When the garbage collector eliminates the object, where does that object go?

Question

Let's say garbage collector has identified an instance of a class (an object) - which is not being used by the Java Program. So the Garbage Collector decides to eliminate that object since it is not being used anywhere in the code. Now, when the elimination of an object happens, where does the object go inside the memory? What actually happens to that object inside the memory? In general term - when the object is eliminated - how the computer handles the elimination? how the elimination works?

My question is more about - what happens after the elimination of an object inside the heap happens. (in Java)

Few things I can think of which may be happening here are: the memory of that object (inside the heap) now becomes free, but the object still remains in the system, and since the memory is available, newly created objects can take its space. so if I think in binary format: 1s and 0s of previous object are going to be overwritten by new sequences of 1s and 0s (new object).

In your answer, please provide answers in this format:

1. What actually happens to the garbage collected object?
2. What are the names of these processes called in Java or in computer science terms?

Note: I tried to find the similar question/answer on stackoverflow, but this question is specific, so I couldn't find the answer, thus I had to post a question.

Answer 1

What actually happens to that object inside the memory? In general term - when the object is eliminated - how the computer handles the elimination? how the elimination works?

Memory is not given back to the operating system directly. Memory is now free to use for future object allocations for the JVM. This means there is no explicit deletion, the memory of the object that references now free to use. Because memory allocation from OS is already done by JVM, only in some GC memory is given back to the system which also its frequency/behavior can be set explicitly with GC params but it is complicated operation since it comes with a cost.

There are ongoing works for optimizing this behavior, e.g: look at the openjdk 12 hotspot work for it: https://openjdk.java.net/jeps/346

Answer 2

You got misled by the commonly used term “garbage collector”, which is a misnomer. The “garbage collector” does not collect garbage.

So your question starts with the wrong premise:

Let's say garbage collector has identified an instance of a class (an object) - which is not being used by the Java Program. So the Garbage Collector decides to eliminate that object since it is not being used anywhere in the code.

Neither of these two things happens. The garbage collector will not identify individual unused objects and it won’t “destroy” any object, as destruction of objects is not a thing.

A garbage collector works by determining which objects are still in use, typically by traversing all object references, starting at a root set, i.e. local variables of still running threads and static fields of classes loaded by the bootstrap loader.

When it knows, which objects are still in use, the gaps between those objects are reclaimable memory, regardless of how many objects were previously stored in there. It may simply add those chunks of memory to a list of available memory, but most modern garbage collectors will relocate the objects still in use, to get contiguous blocks of free memory, to enable fast allocations and prevent fragmentation.

So

1. What actually happens to the garbage collected object?

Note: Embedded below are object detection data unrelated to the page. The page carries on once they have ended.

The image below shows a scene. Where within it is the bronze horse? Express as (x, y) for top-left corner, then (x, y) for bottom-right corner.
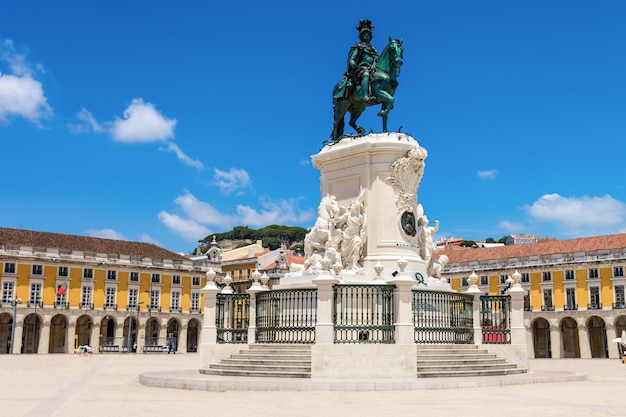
(330, 37), (404, 144)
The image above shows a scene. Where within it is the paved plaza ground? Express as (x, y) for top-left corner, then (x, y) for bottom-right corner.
(0, 354), (626, 417)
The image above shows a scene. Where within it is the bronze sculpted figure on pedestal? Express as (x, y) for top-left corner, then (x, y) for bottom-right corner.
(331, 19), (403, 143)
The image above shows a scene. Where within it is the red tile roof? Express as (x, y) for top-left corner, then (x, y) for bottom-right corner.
(0, 227), (189, 261)
(435, 233), (626, 265)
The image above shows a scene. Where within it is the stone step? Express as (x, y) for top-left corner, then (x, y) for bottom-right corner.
(417, 368), (526, 378)
(416, 344), (478, 350)
(203, 344), (311, 378)
(220, 356), (311, 367)
(417, 357), (506, 366)
(200, 369), (311, 378)
(417, 353), (496, 360)
(417, 363), (517, 372)
(230, 352), (311, 361)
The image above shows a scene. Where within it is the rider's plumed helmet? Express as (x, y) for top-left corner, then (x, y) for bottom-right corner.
(356, 19), (374, 37)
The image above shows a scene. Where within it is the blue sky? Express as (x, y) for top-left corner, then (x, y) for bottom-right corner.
(0, 0), (626, 252)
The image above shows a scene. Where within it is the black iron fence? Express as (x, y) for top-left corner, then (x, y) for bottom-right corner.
(215, 294), (250, 343)
(412, 291), (474, 343)
(333, 284), (395, 343)
(255, 289), (317, 343)
(480, 295), (511, 344)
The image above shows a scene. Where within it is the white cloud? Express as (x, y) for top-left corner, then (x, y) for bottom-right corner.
(174, 191), (237, 226)
(161, 142), (204, 169)
(237, 200), (314, 227)
(526, 194), (626, 235)
(67, 98), (204, 170)
(87, 229), (128, 240)
(478, 169), (498, 180)
(159, 211), (210, 241)
(110, 98), (176, 143)
(213, 168), (250, 195)
(159, 191), (315, 241)
(0, 40), (52, 125)
(498, 220), (526, 233)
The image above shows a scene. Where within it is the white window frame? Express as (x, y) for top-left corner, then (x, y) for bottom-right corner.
(104, 287), (117, 310)
(191, 292), (200, 312)
(2, 281), (15, 304)
(80, 285), (93, 308)
(170, 290), (180, 312)
(28, 282), (43, 307)
(2, 262), (17, 275)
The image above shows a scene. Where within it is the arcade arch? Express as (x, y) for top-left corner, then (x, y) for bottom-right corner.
(48, 314), (68, 353)
(0, 313), (13, 353)
(532, 317), (552, 358)
(187, 319), (200, 352)
(74, 315), (93, 349)
(587, 316), (609, 358)
(559, 317), (580, 358)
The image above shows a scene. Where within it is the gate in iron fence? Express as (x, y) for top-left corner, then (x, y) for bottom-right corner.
(256, 289), (317, 343)
(412, 290), (474, 344)
(215, 294), (250, 343)
(333, 284), (395, 343)
(480, 295), (511, 344)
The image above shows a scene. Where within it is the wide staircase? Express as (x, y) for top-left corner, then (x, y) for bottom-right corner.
(202, 344), (311, 378)
(417, 345), (527, 378)
(202, 344), (527, 378)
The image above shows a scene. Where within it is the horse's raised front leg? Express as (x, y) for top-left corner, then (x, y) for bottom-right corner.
(332, 100), (348, 142)
(379, 104), (389, 132)
(348, 107), (365, 136)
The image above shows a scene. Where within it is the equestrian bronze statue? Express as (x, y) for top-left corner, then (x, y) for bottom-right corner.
(330, 19), (403, 143)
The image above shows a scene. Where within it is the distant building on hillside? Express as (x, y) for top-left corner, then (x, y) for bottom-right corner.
(506, 233), (539, 245)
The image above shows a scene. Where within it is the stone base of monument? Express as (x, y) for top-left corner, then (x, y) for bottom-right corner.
(200, 133), (527, 380)
(275, 133), (451, 291)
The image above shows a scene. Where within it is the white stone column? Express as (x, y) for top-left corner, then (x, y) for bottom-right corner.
(312, 271), (339, 344)
(248, 269), (265, 344)
(176, 324), (187, 353)
(578, 325), (591, 359)
(200, 269), (220, 346)
(387, 259), (417, 345)
(507, 271), (526, 346)
(465, 272), (483, 345)
(606, 324), (619, 359)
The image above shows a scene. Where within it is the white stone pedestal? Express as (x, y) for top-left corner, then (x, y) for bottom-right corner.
(313, 133), (427, 279)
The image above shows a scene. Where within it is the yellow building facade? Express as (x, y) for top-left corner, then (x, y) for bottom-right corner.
(439, 234), (626, 358)
(0, 228), (208, 354)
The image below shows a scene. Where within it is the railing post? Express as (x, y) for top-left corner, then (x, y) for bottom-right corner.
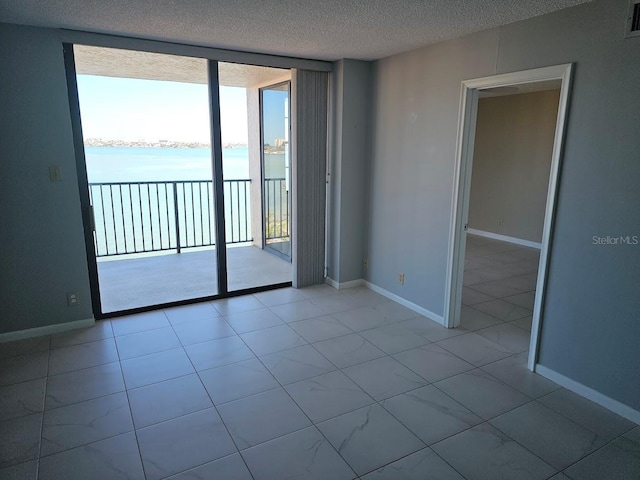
(172, 182), (180, 253)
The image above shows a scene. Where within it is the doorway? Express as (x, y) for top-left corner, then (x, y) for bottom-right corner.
(65, 44), (292, 318)
(444, 64), (572, 370)
(260, 82), (291, 262)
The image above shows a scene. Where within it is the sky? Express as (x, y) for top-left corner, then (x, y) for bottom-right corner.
(78, 75), (284, 144)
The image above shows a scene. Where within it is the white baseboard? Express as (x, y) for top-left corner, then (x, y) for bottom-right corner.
(362, 280), (444, 326)
(535, 364), (640, 424)
(467, 228), (542, 250)
(0, 318), (96, 343)
(325, 277), (364, 290)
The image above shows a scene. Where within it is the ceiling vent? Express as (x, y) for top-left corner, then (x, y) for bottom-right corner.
(627, 0), (640, 37)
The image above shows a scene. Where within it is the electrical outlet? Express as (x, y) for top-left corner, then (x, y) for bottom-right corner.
(67, 292), (80, 307)
(49, 165), (62, 182)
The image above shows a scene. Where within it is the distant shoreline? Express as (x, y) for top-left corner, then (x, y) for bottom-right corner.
(84, 138), (247, 148)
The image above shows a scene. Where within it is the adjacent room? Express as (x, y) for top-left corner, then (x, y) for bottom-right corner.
(0, 0), (640, 480)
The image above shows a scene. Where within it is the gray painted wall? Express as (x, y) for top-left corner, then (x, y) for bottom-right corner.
(368, 0), (640, 409)
(0, 24), (93, 333)
(328, 60), (372, 283)
(469, 90), (560, 243)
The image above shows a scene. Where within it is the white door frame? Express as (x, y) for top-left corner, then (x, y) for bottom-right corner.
(444, 63), (573, 370)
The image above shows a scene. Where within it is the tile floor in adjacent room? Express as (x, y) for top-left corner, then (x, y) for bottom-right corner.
(0, 236), (640, 480)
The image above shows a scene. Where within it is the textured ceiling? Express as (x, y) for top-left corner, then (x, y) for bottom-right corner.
(0, 0), (590, 60)
(73, 45), (291, 87)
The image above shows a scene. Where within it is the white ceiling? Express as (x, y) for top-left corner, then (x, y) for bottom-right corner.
(73, 45), (291, 88)
(0, 0), (590, 60)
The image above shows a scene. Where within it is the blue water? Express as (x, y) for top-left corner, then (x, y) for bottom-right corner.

Nothing happens to a “collected” object. The dead objects are entirely irrelevant to the process.

2. What are the names of these processes called in Java or in computer science terms?

The general term still is “garbage collection” even if its literal meaning doesn’t describe the actual process. Sometime it’s called “memory management”, which fits better, as usually, the memory manager is also responsible for the allocations and thus, also determines how the heap is organized.

In typical implementations, you may identify subtasks as

• Marking
  The process of identifying objects still in use (also known as tracing)
• Sweeping
  The process of going through the gaps and either, add them to a list of free memory or prepare them for one of the following processes:
• Copying
  Relocate alive objects of a particular memory region into a new region, so that the source region is entirely free afterwards
• Compacting
  Relocate some alive objects of a particular memory region withing the same region, filling the gaps, so that the region has contiguous free memory at the beginning or end

Answer 3

1) The memory where that object is allocated is just marked as free by the garbage collector. Java has a continuous memory space allocated on the beginning (imagine allocating a huge pointer in c or c++) when you are creating an object the memory management system is putting it there (object x is allocated between n and m addresses) when the object is deleted the gc is just marking n and m as free. The process is more complicated, but you can imagine it like this in simple terms (you can read about generations and compacting for a better understanding :)

2) In simple terms the gc runs on a thread started at the app start of a Java application. Some important terms: generations (types of address spaces), heap (the address space where the memory is allocated)

Answer 4

Nothing happens.

An object isn't really a "living being". In the end, it is just: bytes in memory. And a bit of information that the JVM keeps: "this object here is 'alive'" (used by other objects that are alive), and "here is the memory that belongs to that object".

Now, when the GC "collects" the object, what happens conceptually: the JVM simply drops "I got this object here with memory there" from its internal data structure. And most likely, that information like "x bytes of freed memory at address y" is stored in some other data structure within the JVM. So that the JVM knows: that previously occupied memory is now available to re-use it for another object.

That can very well lead to: that memory location sits there, unchanged for quite some time. Until the JVM needs more memory, and decides to reuse that "space" for a different purpose.